Pod Blotz
Light Mass Body
Difficult Interactions
Suzy Poling’s Pod Blotz has been around since 2002, and has an expansive discography commensurate with that sort of tenure. Those who have yet to experience the project’s particular version of DIY industrial could do far worse than to start out with new EP for Difficult Interactions Light Mass Body, which gives a handy summation of where Poling is at in 2018. The sound of “Returned Human Source” is dense and frantic, featuring blasts of shredding static, long winding filter sweeps and Poling’s own voice doubled and delayed, warping it into new forms as the track rapidly spirals towards its conclusion.
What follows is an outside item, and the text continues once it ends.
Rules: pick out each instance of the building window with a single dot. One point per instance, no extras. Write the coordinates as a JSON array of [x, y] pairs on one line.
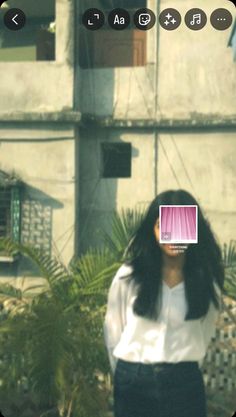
[[9, 207], [116, 160], [36, 41], [108, 48]]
Far more slowly paced but no less unnerving is “The Infinite Now” which slows the tempo to a crawl and fills out the track with a massive, swirling phaser that always seems to be moving further out of orbit with the simple kick and snare at the song’s center. Not strictly rhythmic noise, and not totally power electronics, Pod Blotz finds an unhappy medium between the two, forgoing straight anger for an anxiety tuned up to frenzy or reigned in to jittery distress. With commendable intensity, Poling is still pushing her long-running outlet into new and as yet unbounded territory.
Deadframe
No Contact
Vertex
Vertex, a Washington crew loosely assembled around those lo-fi low-lifes in Chrome Corpse (and we mean that in the best way possible), are at times as cryptic as they are coarse. For every couple of Night Terrors or Chrome Corpse release rooted in vintage, grimy electro-industrial and dark electro, there’s an anonymous left-field release like the debut from Deadframe. Comprised almost entirely of staticky electronic drones which sound as though they’re either echoing down wind tunnels or being compressed by 386-era soundcards, it’s a record that’s utterly forthright in its sound while also somewhat mysterious in its intentions. At times, the odd punctuation of these walls of noise by vaguely rhythmic pulses and potentially even super-distorted vocals (it’s rather tough to say) seems to be making feints to death industrial or possibly even Throbbing Gristle, but on the whole the focus is on walls of noise subjected to huge amounts of phasing – think power electronics on the other side of vaporwave, or possibly even early Arca after too many playthroughs of System Shock 2. At just under seventeen minutes, the EP’s over before it has a chance to wear out its welcome, or for the shock of its force to abate.